In de Antwerpse haven pionieren BASF Antwerpen, Air Liquide en Fluxys met innovatieve technologie om CO2 afkomstig van productie-installaties af te vangen en op te slaan. Het gaat om een van de grootste CCS-projecten (Carbon Capture & Storage) in Europa met het potentieel om de uitstoot van de basisindustrie in Vlaanderen met 30% te verminderen. De Vlaamse regering trekt 12,5 miljoen euro uit om dit baanbrekende klimaatproject te ondersteunen. “Dit is een van de belangrijkste klimaatinvesteringen ooit in Vlaanderen. De chemiecluster in Antwerpen zet zich hiermee aan het front van de klimaattransitie”, zegt Vlaams minister van Economie Jo Brouns.
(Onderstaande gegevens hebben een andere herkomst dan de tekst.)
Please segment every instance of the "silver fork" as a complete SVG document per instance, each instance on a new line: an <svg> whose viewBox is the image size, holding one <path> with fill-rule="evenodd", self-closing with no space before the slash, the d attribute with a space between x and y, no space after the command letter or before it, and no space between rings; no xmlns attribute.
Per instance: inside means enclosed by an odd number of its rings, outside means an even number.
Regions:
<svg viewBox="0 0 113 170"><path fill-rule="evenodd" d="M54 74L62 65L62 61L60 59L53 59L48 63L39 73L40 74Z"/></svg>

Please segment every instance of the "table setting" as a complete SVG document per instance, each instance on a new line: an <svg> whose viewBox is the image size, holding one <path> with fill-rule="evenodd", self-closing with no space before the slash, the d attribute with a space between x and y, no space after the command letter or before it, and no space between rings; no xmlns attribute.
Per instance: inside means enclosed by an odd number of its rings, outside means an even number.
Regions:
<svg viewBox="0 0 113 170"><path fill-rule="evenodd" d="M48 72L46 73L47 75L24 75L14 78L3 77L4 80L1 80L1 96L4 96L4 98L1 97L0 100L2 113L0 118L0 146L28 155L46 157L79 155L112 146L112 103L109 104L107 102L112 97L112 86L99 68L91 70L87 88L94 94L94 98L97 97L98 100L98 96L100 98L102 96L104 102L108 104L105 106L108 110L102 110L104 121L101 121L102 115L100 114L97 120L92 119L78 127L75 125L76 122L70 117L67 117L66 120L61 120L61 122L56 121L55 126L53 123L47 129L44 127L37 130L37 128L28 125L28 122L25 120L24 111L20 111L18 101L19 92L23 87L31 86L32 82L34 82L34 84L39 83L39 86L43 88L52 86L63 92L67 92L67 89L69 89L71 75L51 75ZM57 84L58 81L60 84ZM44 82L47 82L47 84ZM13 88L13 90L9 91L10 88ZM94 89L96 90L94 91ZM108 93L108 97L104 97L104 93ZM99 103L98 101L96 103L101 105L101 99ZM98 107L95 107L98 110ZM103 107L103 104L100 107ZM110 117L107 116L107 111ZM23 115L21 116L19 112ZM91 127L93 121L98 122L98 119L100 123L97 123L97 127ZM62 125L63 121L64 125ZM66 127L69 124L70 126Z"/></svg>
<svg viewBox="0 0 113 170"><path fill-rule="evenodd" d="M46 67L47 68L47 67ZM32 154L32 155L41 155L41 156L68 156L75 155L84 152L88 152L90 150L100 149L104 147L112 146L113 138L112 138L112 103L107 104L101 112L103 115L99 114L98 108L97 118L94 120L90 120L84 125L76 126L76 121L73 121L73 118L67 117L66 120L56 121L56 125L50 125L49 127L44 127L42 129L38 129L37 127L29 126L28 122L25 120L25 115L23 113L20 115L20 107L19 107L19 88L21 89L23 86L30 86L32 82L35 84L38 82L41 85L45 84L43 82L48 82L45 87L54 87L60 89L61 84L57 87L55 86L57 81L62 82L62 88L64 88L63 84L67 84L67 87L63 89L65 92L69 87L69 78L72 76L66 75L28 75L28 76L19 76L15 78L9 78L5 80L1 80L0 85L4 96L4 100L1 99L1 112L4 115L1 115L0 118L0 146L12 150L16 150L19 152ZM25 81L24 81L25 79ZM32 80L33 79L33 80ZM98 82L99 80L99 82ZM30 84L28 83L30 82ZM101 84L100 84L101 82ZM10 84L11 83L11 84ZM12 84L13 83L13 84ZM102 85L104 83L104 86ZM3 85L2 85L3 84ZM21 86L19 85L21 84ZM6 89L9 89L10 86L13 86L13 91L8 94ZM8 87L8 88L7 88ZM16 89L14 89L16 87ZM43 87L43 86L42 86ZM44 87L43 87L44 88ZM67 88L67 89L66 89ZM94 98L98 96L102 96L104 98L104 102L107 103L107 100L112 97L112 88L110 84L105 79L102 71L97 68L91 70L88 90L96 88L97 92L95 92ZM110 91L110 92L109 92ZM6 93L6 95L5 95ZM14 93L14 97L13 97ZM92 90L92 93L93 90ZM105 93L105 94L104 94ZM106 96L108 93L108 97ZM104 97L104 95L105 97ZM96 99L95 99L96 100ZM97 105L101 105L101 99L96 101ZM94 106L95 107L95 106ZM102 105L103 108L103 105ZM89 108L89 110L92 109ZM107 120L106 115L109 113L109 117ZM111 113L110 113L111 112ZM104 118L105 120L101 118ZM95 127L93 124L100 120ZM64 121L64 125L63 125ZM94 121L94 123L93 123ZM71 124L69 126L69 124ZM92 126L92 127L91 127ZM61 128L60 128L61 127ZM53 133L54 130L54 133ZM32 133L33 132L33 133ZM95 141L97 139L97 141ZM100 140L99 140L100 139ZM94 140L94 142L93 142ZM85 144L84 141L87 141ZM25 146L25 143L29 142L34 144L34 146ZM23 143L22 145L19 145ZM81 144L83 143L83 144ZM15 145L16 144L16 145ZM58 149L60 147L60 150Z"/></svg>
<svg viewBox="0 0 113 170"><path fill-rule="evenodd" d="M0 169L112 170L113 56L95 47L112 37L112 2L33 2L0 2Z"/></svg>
De afvang en opslag van CO2 is een cruciale klimaattechnologie om de uitstoot van broeikasgassen op relatief korte termijn significant te doen dalen en de ambitieuze klimaatdoelstellingen te helpen realiseren.
Via het project Kairos@C zullen BASF Antwerpen en Air Liquide op industriële schaal de CO2 van hun productie-installaties afvangen. Samen met Fluxys en de Haven van Antwerpen-Brugge bouwt Air Liquide daarnaast ook het Antwerp@C-netwerk uit. Dat voorziet de noodzakelijke infrastructuur om de opgevangen CO2 via pijpleiding naar een exportterminal in de haven te transporteren, daar vloeibaar te maken en tijdelijk op te slaan om het tot slot te verschepen naar permanente, ondergrondse opslaglocaties in het Noordzeegebied.
Zodra de infrastructuur operationeel is – wellicht in 2027 – wordt verwacht dat meerdere bedrijven in de haven van Antwerpen hierop zullen aansluiten. Zo zijn ook chemiebedrijven Borealis, ExxonMobil, INEOS en TotalEnergies bij het Antwerp@C-project betrokken. Op termijn kan dit initiatief leiden tot een reductie van 30% van de uitstoot van de basisindustrie in Vlaanderen, wat overeenkomt met 13% van de totale Vlaamse uitstoot. De mogelijkheid bestaat bovendien om het netwerk ook richting Nederland uit te breiden. Daarmee gaat om een van de grootste CCS-projecten in Europa en zelfs in de wereld.
Na eerdere steun vanuit Europese fondsen voorziet nu ook de Vlaamse regering 12,5 miljoen euro om het project een duw in de rug te geven. Vlaams minister van Economie en Innovatie Jo Brouns: “Dit is zonder meer één van de belangrijkste investeringen waarmee onze Vlaamse basisindustrie haar CO2-uitstoot reduceert en waarmee de grootste chemiecluster van Europa zich aan het front van de klimaattransitie zet. Als Vlaamse overheid zetten we hier met volle overtuiging mee onze schouders onder. Deze eerste grootschalige industriële toepassing van CCS in Vlaanderen moet ook de drempel verlagen voor de rest van de industrie om deze techniek eveneens toe te passen.”
In lijn met de staatssteunregels zal er vijf jaar na de start van het project een herevaluatie van de rendabiliteit gebeuren, aan de hand van onder meer de effectief gemaakte projectkosten en uitgespaarde emissiekosten. Indien blijkt dat het project door de steun kostendekkend zou geworden zijn, moet de Vlaamse (en ook de Europese) steun terugbetaald worden.